Al Teatro Argentina di Roma fino all’8 marzo

Il giardino dei ciliegi Dalla connotazione drammatica delle storiche messinscene di questo testo di Anton Čechov si discosta l’allestimento di Alessandro Serra, che restituisce al testo la caratterizzazione originaria di giocosa commedia che le aveva conferito il suo autore e che il primo allestimento di Kostantin Sergeevič Stanislavskij aveva sovvertito, facendo da caposcuola a tutti i successivi.
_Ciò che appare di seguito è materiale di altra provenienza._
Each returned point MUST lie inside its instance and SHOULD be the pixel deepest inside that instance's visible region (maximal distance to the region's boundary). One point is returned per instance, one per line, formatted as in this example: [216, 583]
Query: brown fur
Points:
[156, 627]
Scritta da Čechov nel 1903 pochi mesi prima della morte, ispirandosi a vicende familiari e personali, la pièce rappresenta, attraverso le molteplici relazioni che intercorrono tra i componenti di una aristocratica famiglia e il contesto umano che le ruota intorno a scopo amicale o speculativo, un’istantanea sulle dinamiche sociali che stavano attraversando l’universo della società russa col disfacimento della struttura portante della nobiltà, corrosa dall’avanzare del potere economico dei villici servitori emancipati con l’abolizione del sistema feudale del 1861, e della nuova borghesia.

Questi aspetti, che hanno indotto Stanislavskij a privilegiare l’ottica di dramma storico-sociale, venivano affrontati, invece, da Čechov con comica e ironica leggerezza, rappresentando un microcosmo come metafora della condizione umana e puntando l’occhio disincantato sull’ineluttabilità di un ciclo destinato a esaurirsi.

Il sipario si apre su un’aura di decadenza, coi personaggi sdraiati a terra che prendono vita come le figurine di un carillon, in uno spazio vuoto dalle alte pareti color tabacco in cui trasportano scarne suppellettili. Si muovono in gruppo a passi leggeri, volteggiando, canticchiando, sussurrando, fermandosi qualche attimo in posa per un’istantanea che fermi il tempo e i pensieri, riprendendo i girotondi bambineschi, recitando filastrocche o dilettandosi con elementari giochi di prestigio.

Alessandro Serra trasmuta l’accento di farsesca comicità di Čechov in un movimento corale di sussurri, proiezioni di ombre, chiacchiericci, russamenti, risolini, movimenti coreografici, punzecchiamenti, epiteti infantili, tintinnio di calici, chiaroscuri, in una visione olistica della messinscena di cui oltre alla regia cura la drammaturgia, le scene, i costumi e le luci.

Tutto inizia e finisce nella stanza dei bambini, disadorna eppure pulsante di immagini visionarie. Oltre c’è il mondo con i suoi cambiamenti epocali, e il giardino dei ciliegi.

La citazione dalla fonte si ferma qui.